Chriselle Lim, Danielle Bernstein and Kat Irlin are among the founding members of the AIC. Their game plan has five key points — consumer transparency, standardization and professional ethics, data science and influencer economy, learning and development and public goodwill. The group’s creation comes at a time when some are predicting the demise of influencers and the rise of micro-influencers. Before the pandemic struck, brands were expected to spend $15 billion on influencer marketing by 2022, according to Business Insider Intelligence estimates, based on Mediakix data.

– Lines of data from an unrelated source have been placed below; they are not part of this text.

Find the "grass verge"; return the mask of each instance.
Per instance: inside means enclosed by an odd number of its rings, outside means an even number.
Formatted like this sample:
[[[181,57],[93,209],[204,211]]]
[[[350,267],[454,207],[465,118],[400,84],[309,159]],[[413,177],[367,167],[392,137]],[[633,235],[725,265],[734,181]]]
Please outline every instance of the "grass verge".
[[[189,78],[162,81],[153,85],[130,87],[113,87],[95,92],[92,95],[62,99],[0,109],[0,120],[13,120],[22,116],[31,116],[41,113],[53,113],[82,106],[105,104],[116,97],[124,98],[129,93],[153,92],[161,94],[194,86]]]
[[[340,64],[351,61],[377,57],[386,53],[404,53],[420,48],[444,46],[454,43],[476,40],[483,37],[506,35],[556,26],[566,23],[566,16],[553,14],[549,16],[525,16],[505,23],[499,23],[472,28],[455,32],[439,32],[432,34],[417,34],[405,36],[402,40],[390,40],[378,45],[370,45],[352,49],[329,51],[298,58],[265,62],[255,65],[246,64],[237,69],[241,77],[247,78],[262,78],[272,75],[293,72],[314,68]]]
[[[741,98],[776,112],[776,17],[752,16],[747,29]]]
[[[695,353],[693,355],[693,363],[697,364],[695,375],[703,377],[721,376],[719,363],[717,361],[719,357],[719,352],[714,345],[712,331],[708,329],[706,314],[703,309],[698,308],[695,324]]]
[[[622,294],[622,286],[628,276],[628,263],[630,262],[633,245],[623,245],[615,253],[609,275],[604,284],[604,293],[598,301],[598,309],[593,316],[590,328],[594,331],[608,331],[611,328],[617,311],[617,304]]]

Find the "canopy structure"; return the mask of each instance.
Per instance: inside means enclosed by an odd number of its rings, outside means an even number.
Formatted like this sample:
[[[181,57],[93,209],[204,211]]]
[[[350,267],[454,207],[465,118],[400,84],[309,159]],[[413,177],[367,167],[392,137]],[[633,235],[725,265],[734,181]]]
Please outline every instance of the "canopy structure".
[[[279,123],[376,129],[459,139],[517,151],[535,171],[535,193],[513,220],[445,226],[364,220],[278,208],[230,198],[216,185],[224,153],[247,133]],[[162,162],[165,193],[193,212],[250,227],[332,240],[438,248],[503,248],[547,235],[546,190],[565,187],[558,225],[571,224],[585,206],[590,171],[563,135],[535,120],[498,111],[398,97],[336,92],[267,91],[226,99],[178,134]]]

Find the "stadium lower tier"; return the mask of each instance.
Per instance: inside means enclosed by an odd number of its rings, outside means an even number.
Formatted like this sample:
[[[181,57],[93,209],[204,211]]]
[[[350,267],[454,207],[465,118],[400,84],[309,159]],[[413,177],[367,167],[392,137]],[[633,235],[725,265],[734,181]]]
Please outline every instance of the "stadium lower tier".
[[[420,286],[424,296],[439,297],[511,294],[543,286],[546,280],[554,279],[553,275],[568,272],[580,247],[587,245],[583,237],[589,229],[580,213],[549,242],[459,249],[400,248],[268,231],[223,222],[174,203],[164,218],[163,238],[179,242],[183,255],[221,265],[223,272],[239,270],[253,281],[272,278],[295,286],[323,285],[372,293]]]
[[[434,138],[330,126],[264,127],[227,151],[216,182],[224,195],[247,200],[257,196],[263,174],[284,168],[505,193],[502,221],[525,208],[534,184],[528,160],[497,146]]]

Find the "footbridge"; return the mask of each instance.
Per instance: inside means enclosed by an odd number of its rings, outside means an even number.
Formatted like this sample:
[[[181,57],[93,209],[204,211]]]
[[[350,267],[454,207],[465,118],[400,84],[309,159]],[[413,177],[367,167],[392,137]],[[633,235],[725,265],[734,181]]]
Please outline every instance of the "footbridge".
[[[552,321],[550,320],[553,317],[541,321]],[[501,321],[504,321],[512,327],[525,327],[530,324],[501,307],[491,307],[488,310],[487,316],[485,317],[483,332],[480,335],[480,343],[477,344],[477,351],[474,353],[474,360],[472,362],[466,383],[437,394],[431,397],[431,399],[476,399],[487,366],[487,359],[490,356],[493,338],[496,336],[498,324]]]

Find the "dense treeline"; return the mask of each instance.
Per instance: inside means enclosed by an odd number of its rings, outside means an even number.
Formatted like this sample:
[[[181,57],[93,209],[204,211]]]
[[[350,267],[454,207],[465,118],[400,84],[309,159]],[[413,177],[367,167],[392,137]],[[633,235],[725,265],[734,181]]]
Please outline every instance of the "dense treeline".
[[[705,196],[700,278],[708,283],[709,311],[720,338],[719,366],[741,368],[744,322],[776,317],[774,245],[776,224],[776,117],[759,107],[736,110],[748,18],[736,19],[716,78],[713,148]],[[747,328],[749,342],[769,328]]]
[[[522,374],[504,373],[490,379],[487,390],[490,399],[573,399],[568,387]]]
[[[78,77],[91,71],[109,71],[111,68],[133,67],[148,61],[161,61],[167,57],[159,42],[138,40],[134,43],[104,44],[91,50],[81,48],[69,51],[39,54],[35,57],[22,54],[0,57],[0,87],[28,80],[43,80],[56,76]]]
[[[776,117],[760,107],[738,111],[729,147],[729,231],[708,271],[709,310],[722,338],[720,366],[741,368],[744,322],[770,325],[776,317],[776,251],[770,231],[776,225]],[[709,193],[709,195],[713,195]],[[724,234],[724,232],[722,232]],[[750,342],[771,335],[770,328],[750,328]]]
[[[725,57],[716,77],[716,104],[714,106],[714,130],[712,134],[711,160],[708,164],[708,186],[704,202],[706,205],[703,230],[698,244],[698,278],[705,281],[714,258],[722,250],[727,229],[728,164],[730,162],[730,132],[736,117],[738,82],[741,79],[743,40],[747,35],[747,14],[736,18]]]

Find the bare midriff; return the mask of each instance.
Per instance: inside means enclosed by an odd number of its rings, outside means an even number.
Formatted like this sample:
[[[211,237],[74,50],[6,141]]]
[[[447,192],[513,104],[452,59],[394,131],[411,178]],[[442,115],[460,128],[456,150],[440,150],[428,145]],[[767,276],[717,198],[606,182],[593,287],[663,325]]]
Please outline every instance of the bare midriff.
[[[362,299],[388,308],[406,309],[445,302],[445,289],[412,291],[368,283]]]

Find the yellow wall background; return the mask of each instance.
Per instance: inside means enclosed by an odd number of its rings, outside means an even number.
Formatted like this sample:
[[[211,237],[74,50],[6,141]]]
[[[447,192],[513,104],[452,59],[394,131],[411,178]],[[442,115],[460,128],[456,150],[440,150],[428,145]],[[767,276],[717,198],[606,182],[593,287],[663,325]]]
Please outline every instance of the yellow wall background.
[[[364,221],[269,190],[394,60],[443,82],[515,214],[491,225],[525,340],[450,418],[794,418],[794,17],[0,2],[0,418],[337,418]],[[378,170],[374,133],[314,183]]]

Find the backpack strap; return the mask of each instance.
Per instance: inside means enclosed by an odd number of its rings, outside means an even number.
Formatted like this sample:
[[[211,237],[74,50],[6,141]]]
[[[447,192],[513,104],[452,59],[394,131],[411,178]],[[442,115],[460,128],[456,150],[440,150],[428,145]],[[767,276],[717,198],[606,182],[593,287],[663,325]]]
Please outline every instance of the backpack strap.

Consumer transparency efforts will involve lobbying the Federal Trade Commission to adhere to, promote and improve the Endorsement Guides. There are also plans to create market-relevant operating standards to support innovation and ethical conduct. Supporters will also be trying to enhance the cobranded content experience on all social media platforms. In terms of data science and the influencer economy, AIC will foster and analyze research on the digital economy, as well as career influencers’ contributions to the gross domestic product. There will also be efforts to further digital marketing learning at the university level and to offer mentoring support for the next generation of influencers. Lastly, the group plans to create an innovation lab, public service announcements and to host events to promote the influencer trade.
The AIC aims to have influencers recognized by the business world. AIC represents creatives from all backgrounds and content verticals. Fifteen members will be recruited this year.
Smith-Bruneteau is the founder and Lim is chairwoman of the by-invitation nonprofit. AIC has three types of members: career influencers, organizations and professional advisers.